Jenkins EC2 Provisioning

Update the Inventory

• To provision an EC2 instance with Jenkins, you'll need to update your inventory file to include the EC2 instance under the jenkins-ec2 host group. Modify your inventory file as follows:

[jenkins-ec2]
ec2-instance-ip ansible_user=ubuntu ansible_ssh_private_key_file=path-to-your-key.pem
Replace ec2-instance-ip with the actual IP address of your EC2 instance, and path-to-your-key.pem with the path to your SSH private key file.

Run the Playbook

• After updating the inventory file, run the Ansible playbook to provision the EC2 instance with Jenkins and related tools:

ansible-playbook -i inventory playbook.yml
This command will execute the playbook defined in palybook.yml and set up Jenkins on the EC2 instance.

Access Jenkins

• Once the playbook has completed, you can access Jenkins by navigating to the following URL in your web browser:

http://<EC2-instance-IP>:8080
Replace <EC2-instance-IP> with the actual IP address of your EC2 instance.

• Deployment Jenkins on EC2 Using Ansible

Monitoring (Bonus)

• Prometheus and Grafana Deployment.

Architecture

• Architecture Prometheus - Grafana:

Prerequisites

• Kubernetes cluster (e.g., minikube, GKE, EKS).
• kubectl installed and configured.

Deployment

• To deploy Prometheus and Grafana, follow these steps:

1. Clone this repository:

git clone https://github.com/ahmedalaa14/Complete-CI-CD.git
cd monitoring

2. Apply the Kubernetes manifests:

kubectl apply -f prometheus.yaml
kubectl apply -f grafana.yaml

Accessing the Services

• After deployment, you can access the services as follows:

Prometheus: Run

minikube service prometheus-service -n library

• to get the URL for Prometheus. Grafana: Run

minikube service grafana-service -n library 

• to get the URL for Grafana.

aws eks update-cluster-config --region eu-north-1 --name team6-cluster

• Prometheus Deployment.

• Grafana Dashboard.

Jenkins Pipeline

• General Architecture :

• Jenkins Pipeline Architecture :

CI Stages

• This Jenkins pipeline automates the build, testing, security scanning, and deployment process for a Flask application. It includes several stages for ensuring code quality and security compliance, leveraging tools like SonarQube, OWASP Dependency Check, Trivy, Grype, and Terrascan.

Key Features

• Python Virtual Environment Setup: Isolates dependencies using Python's venv.
• Dependency Installation: Installs required packages such as Flask and pytest.
• Testing: Runs unit tests and generates reports, including test coverage.
• Code Quality Analysis: Performs static analysis using SonarQube.
• Security Scans:
  • OWASP Dependency Check: Scans for vulnerabilities in dependencies.
  • Docker Image Scanning: Scans Docker images for vulnerabilities using Trivy and Grype.
  • Infrastructure Scanning: Scans Terraform code for compliance using Terrascan.
• Docker Image Build: Builds and tags a Docker image for the Flask application.
• Sending Notification to Slack: Utilizes Slack notifications for real-time updates on the CI/CD pipeline status after each Jenkins job, indicating success or failure.

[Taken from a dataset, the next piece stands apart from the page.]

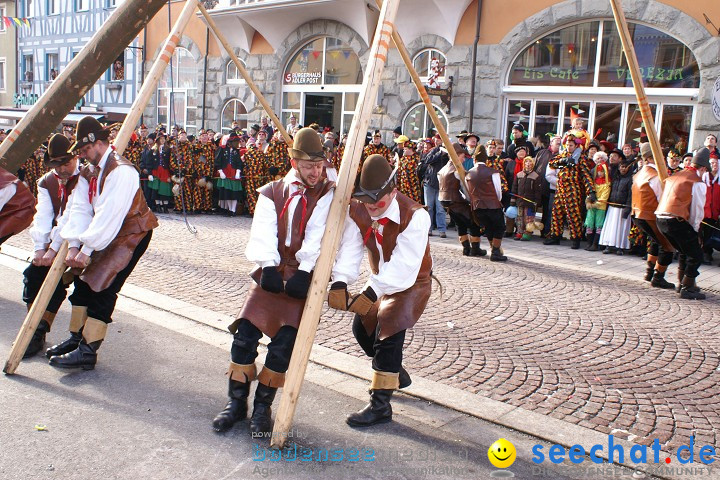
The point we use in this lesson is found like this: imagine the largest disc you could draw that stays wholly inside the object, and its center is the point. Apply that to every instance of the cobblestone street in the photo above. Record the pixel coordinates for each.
(551, 330)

Continous Integration Pipeline

SonarQube Analysis Integration

• SonarQube Issues That Developers Should Fix.

Trivy Scan For Docker Image

• Trivy is a simple and comprehensive vulnerability scanner for Docker images. It's capable of detecting vulnerabilities of OS packages (Alpine, RHEL, CentOS, etc.) and application dependencies (Bundler, Composer, npm, yarn, etc.).

Grype Scan For Docker Image

• Grype is a vulnerability scanner for Docker images. It scans the packages within the Docker image and checks them against a database of known vulnerabilities.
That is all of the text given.